Stefano Magaddino

Stefano Magaddino (October 10, 1891 – July 19, 1974) was the Italian-American Boss of the Buffalo crime family, based in Buffalo, New York. Born in Castellammare del Golfo, Sicily, birthplace of numerous Mafiosi (including his cousin, Joseph Bonanno), Magaddino emigrated to the United States sometime in the early to mid 1910's and settled in Brooklyn, New York.

Magaddino was arrested for alleged involvement in the murder of a man in Avon, New Jersey in 1921, who was the member of the rival Buccellato clan from Castellammare del Golfo. An attempt on his own life was made sometime later in 1936 by rival gangsters, but his sister was killed in the bomb attack by mistake. He eventually moved to the Niagara Falls, New York, suburb of Lewiston, New York, running a profitable bootlegging business during Prohibition. The success of his business was in large part due to the proximity of his base in the Niagara Falls/Buffalo area to Canada, the source of the illegal alcohol.

After Prohibition, Magaddino and his crime family made their money through loan sharking, illegal gambling, extortion, hijacking, and labor racketeering. Although fairly popular, Magaddino nonetheless had his share of enemies. He was the survivor of several assassination attempts, including an attempt in 1958 to toss a hand grenade through his kitchen window, which failed to explode. This second attempt on his life was said to be directed at him by those who believed Magaddino was responsible for the 1957 Apalachin Conference debacle.

The Buffalo crime family Boss led his family from Prohibition era, through the 1960s and into the 1970s. For roughly 50 years Stefano Magaddino was a presence in the Western New York criminal underworld as well as being involved in national syndicate and La Cosa Nostra affairs. He was a charter member of Charles "Lucky" Luciano's Mafia Commission and attended important underworld summits such as the 1946 Havana Conference and the 1957 Apalachin meeting.

The Buffalo crime family held influence in the underworld territories of Western New York, Utica, New York, Rochester, New York along the Mohawk River as far as Amsterdam, New York, in Eastern Pennsylvania, Youngstown, Ohio and as far north as Ontario, Canada. Stefano Magaddino led the Buffalo family through its glory years and its most powerful and profitable era in La Cosa Nostra. He was an old-style Boss who preferred to stay in the background and not draw any attention to himself or his criminal activities if possible. He was the owner of the Magaddino Memorial Chapel, a funeral home in Niagara Falls.

Magaddino had never spent any significant time in prison, but in 1968 he and his son, Peter Magaddino were arrested and charged with interstate bookmaking. A raid on his son's home led to the discovery of approximately $473,134 in a suitcase. This created much animosity among the Buffalo crime family members and its top leaders and led to a breakdown of their cooperation concerning criminal activities.
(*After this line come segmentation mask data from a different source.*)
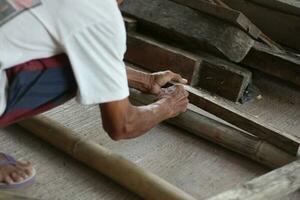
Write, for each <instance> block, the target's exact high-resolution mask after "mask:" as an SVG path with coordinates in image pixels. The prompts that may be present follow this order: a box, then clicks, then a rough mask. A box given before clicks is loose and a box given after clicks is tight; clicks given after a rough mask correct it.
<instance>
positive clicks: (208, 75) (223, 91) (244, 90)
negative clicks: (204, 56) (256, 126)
mask: <svg viewBox="0 0 300 200" xmlns="http://www.w3.org/2000/svg"><path fill="white" fill-rule="evenodd" d="M216 61H217V60H214V61H206V60H205V59H203V61H202V63H201V65H200V70H199V81H198V82H199V83H198V85H196V86H197V87H201V88H203V89H205V90H207V91H209V92H211V93H213V94H217V95H219V96H221V97H224V98H226V99H228V100H230V101H233V102H238V101H239V100H240V99H241V98H242V97H243V95H244V93H245V90H246V89H247V87H248V86H249V84H250V82H251V77H252V74H251V72H250V71H248V70H246V69H244V68H241V67H239V66H236V65H234V64H231V63H230V64H229V63H226V64H225V63H221V62H216Z"/></svg>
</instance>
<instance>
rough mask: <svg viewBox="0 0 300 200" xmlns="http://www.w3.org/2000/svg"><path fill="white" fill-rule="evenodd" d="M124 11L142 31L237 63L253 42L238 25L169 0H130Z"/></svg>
mask: <svg viewBox="0 0 300 200" xmlns="http://www.w3.org/2000/svg"><path fill="white" fill-rule="evenodd" d="M121 10H122V12H123V13H124V14H125V15H129V16H131V17H134V18H136V19H137V20H138V21H139V27H138V29H139V30H140V31H141V30H144V32H147V33H148V34H151V35H158V36H159V37H164V38H165V39H167V40H169V41H176V42H177V44H178V45H183V46H187V47H188V48H190V49H196V50H199V49H202V50H205V51H209V52H212V53H215V54H218V55H223V56H225V57H227V58H228V59H230V60H232V61H235V62H240V61H241V60H242V59H243V58H244V57H245V56H246V54H247V53H248V52H249V50H250V48H251V47H252V46H253V44H254V40H253V39H252V38H251V37H250V36H249V35H248V34H247V33H245V32H244V31H242V30H240V29H239V28H237V27H236V26H234V25H230V24H227V23H224V21H223V20H220V19H217V18H215V17H212V16H210V15H207V14H204V13H200V12H198V11H196V10H194V9H191V8H189V7H186V6H183V5H179V4H177V3H175V2H172V1H170V0H127V1H125V2H124V4H123V5H122V6H121Z"/></svg>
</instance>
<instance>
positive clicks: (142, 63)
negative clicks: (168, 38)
mask: <svg viewBox="0 0 300 200" xmlns="http://www.w3.org/2000/svg"><path fill="white" fill-rule="evenodd" d="M125 61H127V62H129V63H131V64H134V65H137V66H139V67H141V68H144V69H146V70H148V71H151V72H155V71H163V70H172V71H174V72H176V73H179V74H181V75H182V76H183V77H184V78H186V79H187V80H188V81H189V83H190V84H191V85H192V86H199V87H201V88H204V89H206V90H208V91H209V92H211V93H214V94H217V95H220V96H221V97H224V98H226V99H229V100H231V101H234V102H237V101H238V100H239V99H240V98H241V97H242V96H243V94H244V92H245V90H246V88H247V87H248V85H249V83H250V82H251V75H252V74H251V72H250V71H248V70H246V69H244V68H241V67H239V66H237V65H235V64H233V63H230V62H227V61H224V60H222V59H219V58H215V57H213V56H210V55H207V54H201V56H196V55H193V54H191V53H188V52H186V51H183V50H180V49H178V48H174V47H171V46H170V45H167V44H164V43H161V42H158V41H156V40H153V39H150V38H147V37H145V36H142V35H138V34H133V33H128V36H127V52H126V54H125Z"/></svg>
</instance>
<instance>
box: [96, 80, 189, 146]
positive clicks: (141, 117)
mask: <svg viewBox="0 0 300 200" xmlns="http://www.w3.org/2000/svg"><path fill="white" fill-rule="evenodd" d="M187 105H188V92H186V91H185V90H184V87H183V86H182V85H175V86H172V87H169V88H164V89H162V91H161V93H160V95H159V96H158V100H157V101H156V102H155V103H153V104H150V105H147V106H140V107H136V106H133V105H132V104H131V103H130V102H129V100H128V98H126V99H123V100H120V101H115V102H109V103H103V104H101V105H100V108H101V115H102V122H103V128H104V129H105V130H106V132H107V133H108V134H109V135H110V137H111V138H112V139H114V140H121V139H130V138H135V137H138V136H140V135H142V134H144V133H146V132H147V131H148V130H150V129H151V128H152V127H154V126H155V125H156V124H158V123H160V122H162V121H164V120H166V119H169V118H173V117H176V116H177V115H179V114H180V113H182V112H185V111H186V109H187Z"/></svg>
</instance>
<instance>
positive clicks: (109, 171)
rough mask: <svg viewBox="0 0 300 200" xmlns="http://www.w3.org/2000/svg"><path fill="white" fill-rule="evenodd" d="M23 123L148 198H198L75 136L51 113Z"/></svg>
mask: <svg viewBox="0 0 300 200" xmlns="http://www.w3.org/2000/svg"><path fill="white" fill-rule="evenodd" d="M19 125H20V126H21V127H23V128H25V129H26V130H28V131H30V132H31V133H33V134H34V135H36V136H37V137H39V138H41V139H42V140H44V141H46V142H48V143H50V144H52V145H53V146H55V147H57V148H59V149H60V150H62V151H64V152H65V153H67V154H69V155H70V156H72V157H73V158H75V159H77V160H79V161H81V162H83V163H85V164H86V165H87V166H89V167H91V168H93V169H95V170H97V171H98V172H100V173H102V174H104V175H106V176H108V177H110V178H111V179H112V180H114V181H116V182H117V183H119V184H121V185H122V186H124V187H125V188H127V189H129V190H130V191H132V192H134V193H135V194H137V195H139V196H141V197H142V198H144V199H149V200H161V199H164V200H195V198H193V197H192V196H190V195H189V194H187V193H185V192H183V191H182V190H180V189H178V188H177V187H175V186H173V185H172V184H170V183H168V182H167V181H165V180H163V179H161V178H160V177H158V176H156V175H154V174H152V173H151V172H148V171H146V170H144V169H142V168H141V167H139V166H137V165H136V164H134V163H133V162H131V161H128V160H126V159H124V158H122V157H121V156H119V155H117V154H115V153H113V152H112V151H110V150H108V149H106V148H104V147H102V146H100V145H99V144H97V143H95V142H94V141H86V140H84V139H82V138H80V137H77V136H75V134H74V133H73V132H72V131H71V130H70V129H68V128H66V127H64V126H63V125H61V124H59V123H58V122H56V121H54V120H51V119H49V118H47V117H43V116H39V117H36V118H32V119H27V120H24V121H22V122H20V123H19Z"/></svg>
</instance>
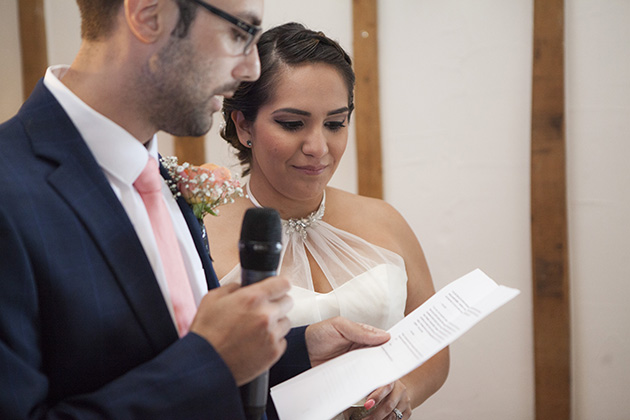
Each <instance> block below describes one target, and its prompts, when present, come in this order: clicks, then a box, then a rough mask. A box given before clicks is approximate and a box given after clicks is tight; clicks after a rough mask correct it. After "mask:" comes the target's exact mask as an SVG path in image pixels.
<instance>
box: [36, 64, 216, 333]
mask: <svg viewBox="0 0 630 420" xmlns="http://www.w3.org/2000/svg"><path fill="white" fill-rule="evenodd" d="M67 70H68V66H66V65H58V66H53V67H49V68H48V70H47V71H46V75H45V76H44V85H45V86H46V87H47V88H48V89H49V90H50V91H51V92H52V94H53V95H54V96H55V99H57V101H58V102H59V103H60V104H61V106H62V107H63V109H64V111H66V113H67V114H68V116H69V117H70V119H71V120H72V122H73V123H74V125H75V127H76V128H77V130H78V131H79V133H80V134H81V136H82V137H83V139H84V140H85V143H86V144H87V146H88V148H89V149H90V151H91V152H92V154H93V155H94V157H95V158H96V161H97V162H98V164H99V166H100V167H101V169H102V170H103V172H104V173H105V176H106V177H107V180H108V181H109V183H110V185H111V187H112V189H113V190H114V193H115V194H116V196H117V197H118V199H119V200H120V202H121V204H122V206H123V207H124V209H125V211H126V212H127V215H128V216H129V219H130V220H131V223H132V224H133V226H134V228H135V230H136V233H137V235H138V237H139V238H140V242H141V243H142V247H143V248H144V252H145V253H146V255H147V257H148V259H149V262H150V264H151V267H152V268H153V272H154V273H155V277H156V278H157V281H158V284H159V286H160V290H161V291H162V295H163V296H164V300H165V301H166V303H167V305H168V309H169V311H170V313H171V318H172V319H173V323H175V315H174V312H173V305H172V304H171V299H170V295H169V290H168V286H167V283H166V277H165V274H164V269H163V267H162V261H161V258H160V253H159V250H158V246H157V242H156V241H155V236H154V234H153V229H152V228H151V222H150V220H149V216H148V214H147V211H146V208H145V207H144V203H143V201H142V198H141V197H140V194H139V193H138V191H136V189H135V188H134V186H133V183H134V182H135V180H136V178H137V177H138V176H139V175H140V172H142V170H143V169H144V167H145V165H146V163H147V160H148V159H149V156H151V157H153V158H155V159H158V151H157V136H156V135H153V138H152V139H150V140H149V141H148V142H147V143H146V145H145V144H142V142H141V141H139V140H138V139H136V138H135V137H133V136H132V135H131V134H130V133H129V132H127V131H126V130H125V129H124V128H122V127H120V126H119V125H117V124H116V123H114V122H113V121H111V120H109V119H108V118H107V117H105V116H103V115H102V114H99V113H98V112H96V111H95V110H94V109H92V108H90V107H89V106H88V105H87V104H86V103H84V102H83V101H82V100H81V99H79V97H77V96H76V95H75V94H74V93H73V92H72V91H71V90H70V89H68V88H67V87H66V86H65V85H64V84H63V83H62V82H61V79H62V78H63V75H64V74H65V72H66V71H67ZM162 194H163V197H164V202H165V203H166V206H167V208H168V210H169V212H170V215H171V219H172V220H173V224H174V226H175V233H176V235H177V239H178V242H179V246H180V249H181V251H182V255H183V257H184V263H185V265H186V271H187V272H188V278H189V279H190V283H191V287H192V291H193V296H194V298H195V303H196V304H197V305H199V302H200V301H201V298H202V297H203V296H204V295H205V294H206V293H207V290H208V286H207V283H206V278H205V273H204V270H203V266H202V264H201V259H200V258H199V255H198V254H197V250H196V248H195V244H194V242H193V239H192V236H191V235H190V231H189V230H188V225H187V224H186V221H185V219H184V216H183V215H182V213H181V211H180V209H179V206H178V205H177V202H176V201H175V199H174V198H173V194H172V192H171V191H170V189H169V187H168V186H167V185H166V182H164V183H163V184H162Z"/></svg>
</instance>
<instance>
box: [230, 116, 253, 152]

The Buffalo family split into dissident factions; the leaders met in Rochester, New York at the end of 1968 and by early 1969 ousted Magaddino as boss, leaving him to lead a faction made up of his once powerful in-laws and older crime family members from 1969 until he died several years later.

Stefano Magaddino died of a heart attack on July 19, 1974 at age 82. Given a funeral at a local Roman Catholic church, he was buried in St. Joseph cemetery in Niagara Falls.